Traducción de David Wapner

El mundo debe saberlo, los israelíes también: Gaza ha sido reocupada. Su situación es peor que nunca. En Gaza, desde la abducción de Gilad  Shalit, pero sobre todo a partir del estallido de la guerra del Líbano, el Tsahl se salió de madre, no hay otra forma de describir sus acciones: mata y destruye, bombardea y cañonea, en forma indiscriminada. Nadie piensa en pedir una comisión investigadora, el tema no figura en la agenda del día para nada. Nadie pregunta porqué se está haciendo esto y quién lo decidió. Pero al amparo de la oscuridad de la guerra de Líbano, el Tsahal se comporta en Gaza como si nunca hubiera habido retirada. Digámoslo sin vueltas: la retirada ha muerto. Fuera de los escombros de las ex-colonias, nada queda de ella y sus promesas. Cuán ridículas aparecen ahora aquellas frases sublimes y huecas acerca del “final de la ocupación” y “la división del país”: Gaza ha sido ocupada, y con más ferocidad que nunca. El hecho de que para el ocupante le es más cómodo ejercer su control desde afuera no tiene la mínima importancia ante las condiciones de vida insoportables del ocupado.
Hoy en día en gran parte de Gaza no hay electricidad. Israel bdestruyó su única central eléctrica, y más que mitad del abastecimiento permanecerá cortado por un año más como mínimo. Apenas hay agua. Puesto que no hay electricidad, la provisión de agua a los hogares es casi imposible. Nunca estuvo Gaza tan mugrienta y hedionda: debido a el embargo que Israel y el mundo han impuesto a las autoridades electas, no se pagan sueldos y los barrenderos están en huelga desde hace varias semanas. Montañas de basura y nubes malolientes asfixian la franja transformándola en Calcuta.
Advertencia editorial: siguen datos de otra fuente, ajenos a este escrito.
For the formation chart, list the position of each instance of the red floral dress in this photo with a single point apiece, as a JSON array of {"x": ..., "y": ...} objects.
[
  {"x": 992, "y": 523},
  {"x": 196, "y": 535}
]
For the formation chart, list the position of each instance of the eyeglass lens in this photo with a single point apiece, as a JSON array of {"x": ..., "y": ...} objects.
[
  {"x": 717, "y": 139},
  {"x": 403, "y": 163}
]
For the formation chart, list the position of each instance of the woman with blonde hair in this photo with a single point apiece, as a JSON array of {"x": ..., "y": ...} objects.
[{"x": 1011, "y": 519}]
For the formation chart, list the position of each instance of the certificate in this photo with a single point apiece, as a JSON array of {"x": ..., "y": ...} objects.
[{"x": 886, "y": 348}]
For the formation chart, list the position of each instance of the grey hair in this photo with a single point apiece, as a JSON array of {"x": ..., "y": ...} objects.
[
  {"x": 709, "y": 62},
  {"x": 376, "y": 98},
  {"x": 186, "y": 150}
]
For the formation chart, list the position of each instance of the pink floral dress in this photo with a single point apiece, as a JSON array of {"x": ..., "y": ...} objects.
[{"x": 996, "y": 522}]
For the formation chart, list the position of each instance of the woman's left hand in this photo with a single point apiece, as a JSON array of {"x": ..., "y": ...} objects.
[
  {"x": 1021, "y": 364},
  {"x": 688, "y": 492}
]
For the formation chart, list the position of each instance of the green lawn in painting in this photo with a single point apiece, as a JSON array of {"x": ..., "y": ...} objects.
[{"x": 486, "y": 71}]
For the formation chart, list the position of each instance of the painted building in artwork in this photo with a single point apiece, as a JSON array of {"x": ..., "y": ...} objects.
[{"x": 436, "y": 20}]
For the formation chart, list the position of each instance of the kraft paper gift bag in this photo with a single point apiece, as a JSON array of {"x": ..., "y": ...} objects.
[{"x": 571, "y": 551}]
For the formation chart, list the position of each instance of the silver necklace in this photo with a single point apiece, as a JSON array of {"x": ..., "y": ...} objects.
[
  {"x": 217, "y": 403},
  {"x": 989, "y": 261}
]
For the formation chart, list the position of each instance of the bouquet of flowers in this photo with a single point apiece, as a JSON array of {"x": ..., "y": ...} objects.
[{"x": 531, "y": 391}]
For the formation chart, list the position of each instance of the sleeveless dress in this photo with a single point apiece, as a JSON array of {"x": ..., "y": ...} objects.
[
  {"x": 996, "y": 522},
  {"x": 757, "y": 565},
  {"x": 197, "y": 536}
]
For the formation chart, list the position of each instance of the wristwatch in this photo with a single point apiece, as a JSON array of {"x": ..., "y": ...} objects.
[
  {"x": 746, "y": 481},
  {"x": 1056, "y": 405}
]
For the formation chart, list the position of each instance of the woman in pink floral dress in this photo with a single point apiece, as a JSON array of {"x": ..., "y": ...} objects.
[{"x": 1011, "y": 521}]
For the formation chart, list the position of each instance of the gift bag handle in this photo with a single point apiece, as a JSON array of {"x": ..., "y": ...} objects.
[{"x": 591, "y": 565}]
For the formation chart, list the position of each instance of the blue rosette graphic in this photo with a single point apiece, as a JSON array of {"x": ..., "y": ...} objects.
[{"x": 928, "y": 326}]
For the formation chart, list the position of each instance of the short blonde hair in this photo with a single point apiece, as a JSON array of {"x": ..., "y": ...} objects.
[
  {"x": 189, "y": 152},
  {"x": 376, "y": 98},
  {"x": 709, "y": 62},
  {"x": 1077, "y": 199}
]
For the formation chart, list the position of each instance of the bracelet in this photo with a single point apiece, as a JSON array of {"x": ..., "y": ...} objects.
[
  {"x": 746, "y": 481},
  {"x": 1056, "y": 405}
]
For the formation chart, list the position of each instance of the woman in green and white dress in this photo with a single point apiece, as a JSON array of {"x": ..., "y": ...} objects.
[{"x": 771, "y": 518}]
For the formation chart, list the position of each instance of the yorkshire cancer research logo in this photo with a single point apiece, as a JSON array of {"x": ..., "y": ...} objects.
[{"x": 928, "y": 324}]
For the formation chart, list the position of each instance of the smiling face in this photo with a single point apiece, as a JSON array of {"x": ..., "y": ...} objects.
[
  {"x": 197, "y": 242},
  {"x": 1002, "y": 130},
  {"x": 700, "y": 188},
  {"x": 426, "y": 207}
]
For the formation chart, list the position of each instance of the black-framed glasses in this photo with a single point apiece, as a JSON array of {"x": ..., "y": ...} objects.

Más que nunca, Gaza se parece a una cárcel. El paso fronterizo de Erez desolado, el paso de Karni ha estado abierto tan sólo algunos días durante los dos meses pasados, lo mismo suede con el paso de Rafíaj. Unas 15.000 personas han esperado allí durante dos meses para pasar a Egipto, algunos de ellos todavía continúan esperando,  incluyendo muchos enfermos y heridos. Otros 5.000 aguardaron del otro lado para regresar a sus hogares. Algunos murieron durante la espera. Es preciso ir a Rafìaj y ver estas escenas para darse cuenta de la magnitud de la tragedia humana que está aconteciendo. A pesar de que Israel no está presente físicamente en este paso, continúa valiéndose de él como medio para ejercer presión sobre un millón y medio de habitantes. Éste es castigo colectivo vergonzoso e impactante. Los Estados Unidos y Europa, quienes patrullan el paso de Rafíaj, también cargan con la responsabilidad de esta situación.
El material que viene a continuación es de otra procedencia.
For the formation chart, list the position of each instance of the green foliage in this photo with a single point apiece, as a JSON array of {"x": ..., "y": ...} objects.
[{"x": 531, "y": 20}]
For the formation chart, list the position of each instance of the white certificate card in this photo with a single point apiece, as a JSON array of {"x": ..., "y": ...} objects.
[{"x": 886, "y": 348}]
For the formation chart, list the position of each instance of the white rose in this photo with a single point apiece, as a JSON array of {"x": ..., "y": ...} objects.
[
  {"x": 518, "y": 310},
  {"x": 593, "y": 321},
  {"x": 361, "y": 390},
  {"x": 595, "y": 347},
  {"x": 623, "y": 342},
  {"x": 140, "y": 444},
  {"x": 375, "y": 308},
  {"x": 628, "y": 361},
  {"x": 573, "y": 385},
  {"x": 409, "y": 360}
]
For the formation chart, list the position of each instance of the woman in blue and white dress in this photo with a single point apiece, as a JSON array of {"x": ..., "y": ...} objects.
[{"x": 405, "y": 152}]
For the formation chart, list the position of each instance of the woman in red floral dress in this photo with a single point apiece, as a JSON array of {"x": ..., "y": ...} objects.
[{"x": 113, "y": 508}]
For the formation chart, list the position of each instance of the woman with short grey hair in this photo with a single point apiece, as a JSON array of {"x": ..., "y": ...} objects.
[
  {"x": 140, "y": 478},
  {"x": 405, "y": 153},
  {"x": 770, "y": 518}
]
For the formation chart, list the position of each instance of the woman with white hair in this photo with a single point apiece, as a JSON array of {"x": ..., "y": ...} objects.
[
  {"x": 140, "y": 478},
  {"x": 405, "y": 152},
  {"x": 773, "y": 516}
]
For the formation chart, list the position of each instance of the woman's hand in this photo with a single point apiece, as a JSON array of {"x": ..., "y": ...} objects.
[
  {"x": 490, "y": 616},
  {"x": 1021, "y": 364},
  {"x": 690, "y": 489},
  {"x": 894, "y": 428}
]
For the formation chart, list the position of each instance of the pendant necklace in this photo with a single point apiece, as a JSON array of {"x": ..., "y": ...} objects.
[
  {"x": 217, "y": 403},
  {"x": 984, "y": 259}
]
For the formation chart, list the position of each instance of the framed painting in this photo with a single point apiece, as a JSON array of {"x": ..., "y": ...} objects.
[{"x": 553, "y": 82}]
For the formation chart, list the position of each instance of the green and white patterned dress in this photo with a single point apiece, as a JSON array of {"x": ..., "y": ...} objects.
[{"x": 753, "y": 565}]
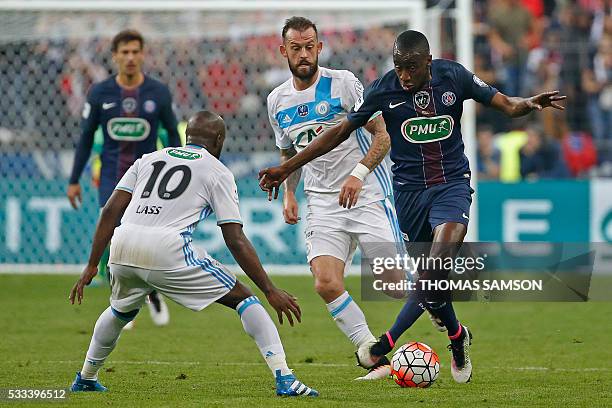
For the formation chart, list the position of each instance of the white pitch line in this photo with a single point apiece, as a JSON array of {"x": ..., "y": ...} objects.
[{"x": 194, "y": 363}]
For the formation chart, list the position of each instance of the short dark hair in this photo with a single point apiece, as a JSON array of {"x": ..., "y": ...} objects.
[
  {"x": 299, "y": 24},
  {"x": 413, "y": 41},
  {"x": 126, "y": 36}
]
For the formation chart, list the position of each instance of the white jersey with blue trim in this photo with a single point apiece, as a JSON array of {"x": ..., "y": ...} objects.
[
  {"x": 297, "y": 117},
  {"x": 172, "y": 190}
]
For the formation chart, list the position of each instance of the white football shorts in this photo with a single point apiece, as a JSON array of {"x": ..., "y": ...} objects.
[
  {"x": 337, "y": 231},
  {"x": 193, "y": 286}
]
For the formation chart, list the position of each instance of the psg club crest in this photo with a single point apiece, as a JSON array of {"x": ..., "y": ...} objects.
[
  {"x": 149, "y": 106},
  {"x": 128, "y": 105},
  {"x": 421, "y": 99},
  {"x": 448, "y": 98},
  {"x": 302, "y": 111},
  {"x": 479, "y": 81}
]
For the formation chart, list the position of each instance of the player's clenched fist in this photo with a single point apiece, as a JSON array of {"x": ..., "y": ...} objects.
[
  {"x": 286, "y": 303},
  {"x": 270, "y": 180},
  {"x": 290, "y": 208}
]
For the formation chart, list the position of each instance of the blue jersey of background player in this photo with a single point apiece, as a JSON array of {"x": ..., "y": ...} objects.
[
  {"x": 431, "y": 173},
  {"x": 421, "y": 104},
  {"x": 128, "y": 107}
]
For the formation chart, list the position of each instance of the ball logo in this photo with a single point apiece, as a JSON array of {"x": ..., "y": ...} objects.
[
  {"x": 303, "y": 111},
  {"x": 448, "y": 98},
  {"x": 322, "y": 108},
  {"x": 149, "y": 106},
  {"x": 421, "y": 99},
  {"x": 128, "y": 129},
  {"x": 128, "y": 105}
]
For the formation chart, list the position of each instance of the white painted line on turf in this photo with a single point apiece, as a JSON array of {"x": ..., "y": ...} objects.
[{"x": 179, "y": 363}]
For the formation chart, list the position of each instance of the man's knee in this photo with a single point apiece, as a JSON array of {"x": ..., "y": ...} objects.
[
  {"x": 329, "y": 282},
  {"x": 236, "y": 295}
]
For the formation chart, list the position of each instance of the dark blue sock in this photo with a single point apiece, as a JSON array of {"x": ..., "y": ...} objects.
[
  {"x": 409, "y": 314},
  {"x": 445, "y": 312}
]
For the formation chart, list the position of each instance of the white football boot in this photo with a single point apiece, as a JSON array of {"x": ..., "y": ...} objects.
[{"x": 461, "y": 365}]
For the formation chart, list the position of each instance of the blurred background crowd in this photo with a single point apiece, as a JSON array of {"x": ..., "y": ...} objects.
[{"x": 522, "y": 47}]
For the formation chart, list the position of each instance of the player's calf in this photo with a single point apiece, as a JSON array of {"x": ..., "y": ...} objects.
[{"x": 258, "y": 324}]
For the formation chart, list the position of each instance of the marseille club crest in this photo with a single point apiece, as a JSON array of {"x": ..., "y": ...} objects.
[
  {"x": 302, "y": 111},
  {"x": 421, "y": 99}
]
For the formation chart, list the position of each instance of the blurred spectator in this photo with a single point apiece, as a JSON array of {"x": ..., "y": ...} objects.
[
  {"x": 597, "y": 83},
  {"x": 540, "y": 157},
  {"x": 510, "y": 26},
  {"x": 488, "y": 155},
  {"x": 579, "y": 153}
]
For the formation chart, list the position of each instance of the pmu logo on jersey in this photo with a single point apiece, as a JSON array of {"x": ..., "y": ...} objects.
[
  {"x": 426, "y": 130},
  {"x": 421, "y": 99},
  {"x": 302, "y": 111},
  {"x": 128, "y": 129},
  {"x": 182, "y": 154}
]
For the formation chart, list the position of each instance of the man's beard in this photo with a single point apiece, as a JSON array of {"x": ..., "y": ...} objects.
[{"x": 312, "y": 69}]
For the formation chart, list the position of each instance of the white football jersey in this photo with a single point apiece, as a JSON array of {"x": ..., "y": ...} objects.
[
  {"x": 297, "y": 117},
  {"x": 172, "y": 190}
]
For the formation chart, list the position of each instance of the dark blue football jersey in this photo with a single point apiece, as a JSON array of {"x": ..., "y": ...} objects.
[
  {"x": 129, "y": 119},
  {"x": 425, "y": 126}
]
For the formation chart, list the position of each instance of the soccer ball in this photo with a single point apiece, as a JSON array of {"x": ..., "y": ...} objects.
[{"x": 415, "y": 365}]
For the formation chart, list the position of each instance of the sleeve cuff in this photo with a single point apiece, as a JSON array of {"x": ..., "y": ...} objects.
[
  {"x": 229, "y": 221},
  {"x": 129, "y": 190}
]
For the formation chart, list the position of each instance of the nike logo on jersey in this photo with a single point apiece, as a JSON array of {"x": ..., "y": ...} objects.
[{"x": 395, "y": 105}]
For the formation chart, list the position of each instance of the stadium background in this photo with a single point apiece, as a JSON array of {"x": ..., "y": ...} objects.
[{"x": 543, "y": 178}]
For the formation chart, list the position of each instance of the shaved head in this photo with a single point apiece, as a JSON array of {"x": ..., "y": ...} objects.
[
  {"x": 412, "y": 60},
  {"x": 206, "y": 129},
  {"x": 410, "y": 41}
]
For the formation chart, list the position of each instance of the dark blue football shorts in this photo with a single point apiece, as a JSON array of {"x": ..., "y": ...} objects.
[{"x": 420, "y": 211}]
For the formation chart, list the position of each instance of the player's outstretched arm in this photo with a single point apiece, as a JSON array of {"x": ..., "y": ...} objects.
[
  {"x": 244, "y": 253},
  {"x": 515, "y": 106},
  {"x": 290, "y": 205},
  {"x": 381, "y": 143},
  {"x": 271, "y": 178},
  {"x": 111, "y": 213}
]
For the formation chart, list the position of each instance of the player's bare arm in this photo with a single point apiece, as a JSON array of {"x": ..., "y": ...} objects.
[
  {"x": 381, "y": 143},
  {"x": 243, "y": 252},
  {"x": 111, "y": 213},
  {"x": 271, "y": 178},
  {"x": 517, "y": 106},
  {"x": 290, "y": 205}
]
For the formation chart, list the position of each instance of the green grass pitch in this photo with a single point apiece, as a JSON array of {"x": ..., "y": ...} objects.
[{"x": 524, "y": 354}]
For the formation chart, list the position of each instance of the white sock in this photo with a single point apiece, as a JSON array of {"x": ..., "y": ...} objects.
[
  {"x": 350, "y": 319},
  {"x": 258, "y": 324},
  {"x": 106, "y": 332}
]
Gaza también está más pobre y hambreada que nunca. Casi no circular mercancías, está prohibido pescar, decenas de miles de trabajadores de la Autonomía Palestina no reciben sueldo alguno; ni hablar de cualquier posibilidad de trabajar en Israel.
Y todavía no hemos mencionado la muerte, la destrucción y el horror. En los dos meses pasados, Israel mató a 224 palestinos, 62 de ellos niños y 25 mujeres. Bombardeó y asesinó, destruyó y cañoneó, y nadie la detuvo. Ninguna célula de lanzadores de Qassam, ningún túnel de contrabandeo justifica una matanza a tal escala. No pasa un día sin muertes, la mayor parte de ellas de civiles inocentes.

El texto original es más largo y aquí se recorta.